Tonight, the nation will have a front row seat as President Barack Obama and Governor Mitt Romney meet for their first one-on-one verbal sparring match in the race for the office of Commander-in-Chief.
The presidential debate kicks off at 8 p.m. CST at the University of Denver and will be hosted by Jim Lehrer of PBS’ NewsHour.
There are likely to be plenty of sound bites flying soon after, and UAB political expert Larry Powell, Ph.D., has offered his Top 4 list on what to look for.
1. Mitt has an advantage. The challenger tends to win the first debate, Powell says. “This is because you are putting the challenger and the incumbent on equal footing,” he says. “Generally, incumbents are accustomed to being the star and they don’t feel comfortable with equal footing.”
2. Watch for the wit. Republicans like to equip their candidates with plenty of one-liners that will make the news, says Powell, so “you can expect Romney to have several sound-bite zingers." Some may be repetitive, like the one Ronald Reagan used during his debate with Jimmy Carter: “There you go again.”
3. Substance, but no sizzle?

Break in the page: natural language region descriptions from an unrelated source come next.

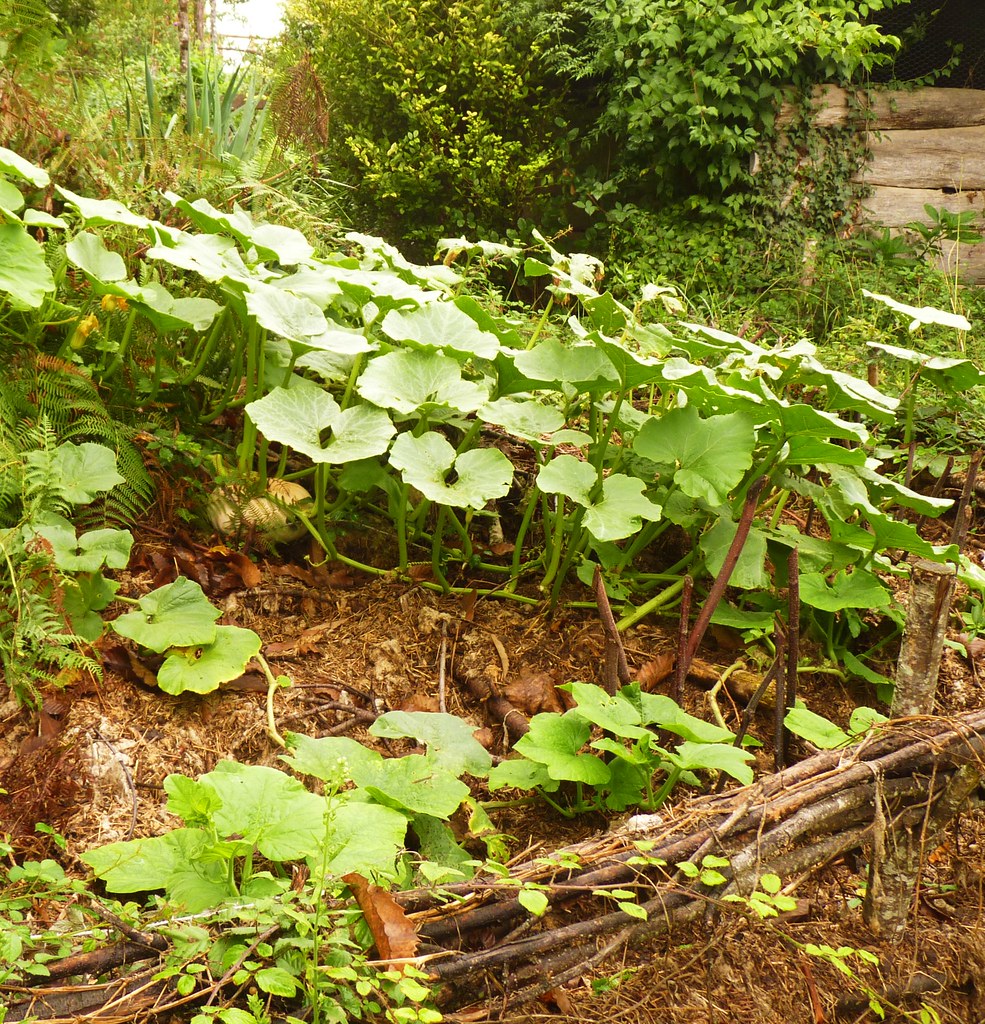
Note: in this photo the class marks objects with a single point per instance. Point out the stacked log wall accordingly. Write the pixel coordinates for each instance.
(925, 146)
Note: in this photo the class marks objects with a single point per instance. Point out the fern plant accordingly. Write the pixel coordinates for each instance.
(49, 390)
(52, 581)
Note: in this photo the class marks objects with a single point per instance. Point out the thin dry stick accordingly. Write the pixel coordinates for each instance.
(118, 757)
(793, 625)
(961, 519)
(936, 492)
(442, 654)
(717, 592)
(616, 668)
(681, 666)
(779, 710)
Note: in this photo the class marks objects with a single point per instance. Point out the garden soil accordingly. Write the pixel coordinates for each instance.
(91, 763)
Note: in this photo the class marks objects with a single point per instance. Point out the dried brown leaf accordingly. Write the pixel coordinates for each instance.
(653, 673)
(392, 933)
(531, 692)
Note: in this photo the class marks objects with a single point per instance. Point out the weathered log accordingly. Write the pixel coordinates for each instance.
(896, 207)
(929, 158)
(486, 945)
(886, 109)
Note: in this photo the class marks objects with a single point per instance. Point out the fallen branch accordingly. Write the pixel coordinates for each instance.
(793, 823)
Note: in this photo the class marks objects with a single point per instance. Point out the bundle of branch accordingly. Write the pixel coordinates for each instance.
(485, 945)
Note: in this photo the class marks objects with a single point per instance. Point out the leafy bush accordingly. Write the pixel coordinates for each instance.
(690, 89)
(442, 114)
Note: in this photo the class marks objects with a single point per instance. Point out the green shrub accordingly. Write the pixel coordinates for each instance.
(442, 114)
(689, 90)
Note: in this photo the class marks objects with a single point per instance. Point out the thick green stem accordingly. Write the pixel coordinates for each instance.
(206, 348)
(124, 345)
(520, 538)
(653, 604)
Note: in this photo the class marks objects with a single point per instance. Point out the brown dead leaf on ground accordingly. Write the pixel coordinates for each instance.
(393, 935)
(653, 673)
(305, 643)
(532, 691)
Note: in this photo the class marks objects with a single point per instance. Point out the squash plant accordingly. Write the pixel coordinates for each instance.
(380, 375)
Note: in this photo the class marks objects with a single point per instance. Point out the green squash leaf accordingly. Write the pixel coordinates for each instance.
(204, 669)
(710, 456)
(175, 615)
(425, 462)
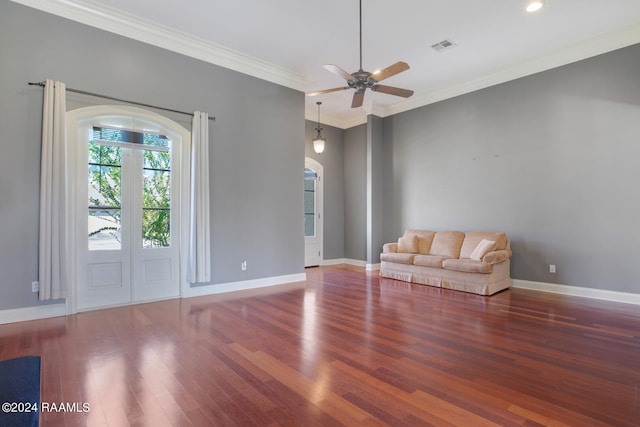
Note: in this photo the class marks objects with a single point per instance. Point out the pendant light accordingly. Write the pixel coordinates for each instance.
(318, 141)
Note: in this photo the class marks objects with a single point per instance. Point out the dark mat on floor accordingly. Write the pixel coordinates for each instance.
(20, 392)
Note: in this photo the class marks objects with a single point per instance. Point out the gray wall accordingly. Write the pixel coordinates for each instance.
(552, 159)
(375, 187)
(257, 154)
(333, 186)
(355, 193)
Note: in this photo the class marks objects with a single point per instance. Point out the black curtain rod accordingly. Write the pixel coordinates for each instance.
(83, 92)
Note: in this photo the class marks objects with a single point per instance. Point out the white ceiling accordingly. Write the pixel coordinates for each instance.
(288, 41)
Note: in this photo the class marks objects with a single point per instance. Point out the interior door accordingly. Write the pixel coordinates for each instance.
(313, 213)
(128, 242)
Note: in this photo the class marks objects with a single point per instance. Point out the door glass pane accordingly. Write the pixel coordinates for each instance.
(309, 203)
(156, 199)
(105, 197)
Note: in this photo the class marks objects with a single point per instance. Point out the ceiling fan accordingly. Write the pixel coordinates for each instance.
(362, 80)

By contrast, “Obama is not good at sound bites,” Powell says. “If you get one from him, it is going to be unexpected.” Powell says that Obama prefers to talk about the issues directly, but tends to be too wordy.
4. Count the body blows. The winner will be the candidate who dishes out the most verbal jabs of the night, Powell says. “Pretend that it is a boxing match and look for the one who lands the most blows,” he says. “You are not going to get many knockout punches.”
The action continues with the vice-presidential debate on Oct. 11 at 8 p.m. at Centre College.